Sorry if this was answered before; I looked thru the other questions and didn't see this specific issue.
The "short name" is called a namespace prefix -- and you don't have to change the namespace prefix in the transformation -- in fact it may be completely different from any prefix that could be used in the XML document.
This transformation:
<xsl:stylesheet version="1.0" xmlns:xsl="http://www.w3.org/1999/XSL/Transform"
xmlns:xYz="http://mysite.com/webservice/1.0/schema"
exclude-result-prefixes="xYz">
<xsl:template match="/">
<html>
<body >
<xsl:value-of select="GetInfoResp/xYz:userName"/>
</body>
</html>
</xsl:template>
</xsl:stylesheet>
produces exactly the same result as this transformation:
<xsl:stylesheet version="1.0" xmlns:xsl="http://www.w3.org/1999/XSL/Transform"

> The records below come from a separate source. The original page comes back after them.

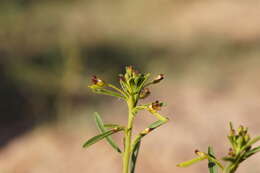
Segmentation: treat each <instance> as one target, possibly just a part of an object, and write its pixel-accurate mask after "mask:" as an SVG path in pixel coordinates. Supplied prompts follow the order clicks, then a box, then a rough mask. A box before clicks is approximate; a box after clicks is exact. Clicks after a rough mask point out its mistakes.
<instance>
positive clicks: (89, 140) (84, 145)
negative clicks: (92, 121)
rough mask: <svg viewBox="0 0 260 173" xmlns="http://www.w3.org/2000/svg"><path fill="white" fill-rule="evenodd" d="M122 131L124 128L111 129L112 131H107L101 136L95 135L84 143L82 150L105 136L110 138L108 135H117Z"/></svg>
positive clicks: (101, 135) (95, 142)
mask: <svg viewBox="0 0 260 173" xmlns="http://www.w3.org/2000/svg"><path fill="white" fill-rule="evenodd" d="M123 129H124V128H118V129H112V130H109V131H107V132H105V133H102V134H99V135H97V136H94V137H92V138H90V139H89V140H88V141H86V142H85V143H84V144H83V147H84V148H87V147H89V146H91V145H93V144H95V143H97V142H98V141H100V140H102V139H104V138H106V137H107V136H110V135H112V134H114V133H117V132H119V131H122V130H123Z"/></svg>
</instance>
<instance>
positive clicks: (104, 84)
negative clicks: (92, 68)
mask: <svg viewBox="0 0 260 173" xmlns="http://www.w3.org/2000/svg"><path fill="white" fill-rule="evenodd" d="M91 80H92V83H93V84H94V85H97V86H99V87H103V86H105V82H104V81H102V80H101V79H99V78H97V76H95V75H94V76H93V77H92V79H91Z"/></svg>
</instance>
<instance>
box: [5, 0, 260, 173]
mask: <svg viewBox="0 0 260 173" xmlns="http://www.w3.org/2000/svg"><path fill="white" fill-rule="evenodd" d="M259 9H260V1H259V0H247V1H244V0H230V1H227V0H218V1H210V0H185V1H183V0H161V1H156V0H132V1H119V0H59V1H53V0H37V1H33V0H1V2H0V81H1V85H0V172H1V173H46V172H50V173H65V172H66V173H75V172H86V173H92V172H96V173H102V172H107V171H109V172H115V173H119V172H121V160H120V156H119V155H118V154H117V153H114V151H113V149H111V148H110V146H109V145H107V143H106V142H104V141H102V142H99V143H98V144H96V145H94V146H92V147H91V148H89V149H88V150H84V149H82V147H81V146H82V144H83V142H84V141H85V140H86V139H88V138H90V137H92V136H93V135H95V134H97V133H98V131H97V129H96V128H95V125H94V121H93V116H92V114H93V112H94V111H98V112H99V113H100V114H101V115H102V117H103V118H104V120H105V121H106V122H111V123H126V121H127V117H126V115H127V113H126V111H127V109H126V107H125V105H124V104H123V103H122V102H121V101H120V100H117V99H114V98H110V97H107V96H100V95H95V94H94V93H91V91H90V90H89V89H88V88H87V85H88V84H89V83H90V78H91V76H92V75H93V74H96V75H98V76H99V77H100V78H102V79H104V80H106V81H111V82H113V83H116V82H117V74H118V73H122V72H123V70H124V67H125V65H133V66H135V67H136V68H137V69H138V70H140V71H142V72H151V73H152V74H153V75H154V76H155V75H157V74H160V73H164V74H165V76H166V79H165V80H164V81H163V82H162V83H160V84H158V86H153V87H152V88H151V91H152V95H151V96H150V97H149V98H147V100H145V102H148V103H150V102H151V101H154V100H156V99H159V100H162V101H164V102H166V103H167V107H165V108H164V110H163V111H162V114H165V115H167V116H168V117H169V118H170V120H171V121H170V122H169V123H168V124H167V125H165V126H164V127H161V128H160V129H158V130H156V131H154V132H153V133H152V134H151V135H149V136H147V137H146V138H144V141H143V143H142V148H141V152H140V155H139V158H138V159H139V162H138V163H137V170H136V171H137V172H149V173H158V172H163V173H172V172H180V173H191V172H192V173H197V172H198V173H201V172H207V169H206V166H207V164H206V163H200V164H197V165H194V166H192V167H189V168H186V169H182V168H177V167H176V166H175V165H176V164H177V163H179V162H182V161H185V160H188V159H191V158H192V157H194V153H193V152H194V150H195V149H200V150H202V151H206V150H207V146H208V145H212V146H213V147H214V148H215V153H216V155H217V156H218V157H219V158H220V157H222V156H224V155H226V154H227V152H228V148H229V144H228V142H227V139H226V135H227V134H228V132H229V129H228V122H229V121H233V122H234V124H235V125H236V126H238V125H240V124H244V125H245V126H247V127H249V130H250V131H251V134H252V136H256V135H260V127H259V124H260V118H259V115H260V114H259V113H260V80H259V74H260V68H259V67H260V20H259V18H260V10H259ZM139 115H140V116H138V118H137V120H136V123H137V124H136V129H135V130H136V132H137V131H138V130H141V129H144V128H145V127H146V126H147V125H148V124H149V123H151V122H152V121H153V120H154V119H153V117H151V116H149V114H146V113H144V114H139ZM120 137H121V136H120V135H119V136H117V135H115V138H116V140H118V142H121V141H120ZM259 162H260V155H256V156H253V157H252V158H250V159H249V160H247V161H246V163H243V164H242V165H241V167H240V168H239V170H238V173H242V172H247V173H258V172H260V165H259Z"/></svg>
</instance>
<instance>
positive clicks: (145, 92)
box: [140, 88, 151, 99]
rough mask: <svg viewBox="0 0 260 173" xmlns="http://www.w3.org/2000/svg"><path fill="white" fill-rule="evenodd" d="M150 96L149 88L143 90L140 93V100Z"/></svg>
mask: <svg viewBox="0 0 260 173" xmlns="http://www.w3.org/2000/svg"><path fill="white" fill-rule="evenodd" d="M150 94H151V92H150V90H149V88H144V89H143V90H142V91H141V93H140V98H141V99H145V98H146V97H148V96H149V95H150Z"/></svg>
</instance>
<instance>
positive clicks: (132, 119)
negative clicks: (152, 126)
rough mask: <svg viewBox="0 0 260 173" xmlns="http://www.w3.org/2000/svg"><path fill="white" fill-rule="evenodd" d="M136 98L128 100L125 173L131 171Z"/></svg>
mask: <svg viewBox="0 0 260 173" xmlns="http://www.w3.org/2000/svg"><path fill="white" fill-rule="evenodd" d="M134 106H135V104H134V100H133V98H130V99H129V101H128V123H127V129H126V130H125V150H124V155H123V173H129V163H130V161H129V160H130V157H131V139H132V128H133V121H134V115H133V109H134Z"/></svg>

xmlns:a0="http://mysite.com/webservice/1.0/schema"
exclude-result-prefixes="a0">
<xsl:template match="/">
<html>
<body >
<xsl:value-of select="GetInfoResp/a0:userName"/>
</body>
</html>
</xsl:template>
</xsl:stylesheet>
Both transformations, when applied on this XML document (what is provided in the question is severely malformed and had to be corrected):
<GetInfoResp xmlns:xsl="http://www.w3.org/1999/XSL/Transform"
xmlns:a0="http://mysite.com/webservice/1.0/schema">
<a0:userName>Joe</a0:userName>
</GetInfoResp>
produce the same result:
<html>
<body>Joe</body>
</html>
Lesson to learn:
What matters is the namespace, not the prefix used to shorthand it.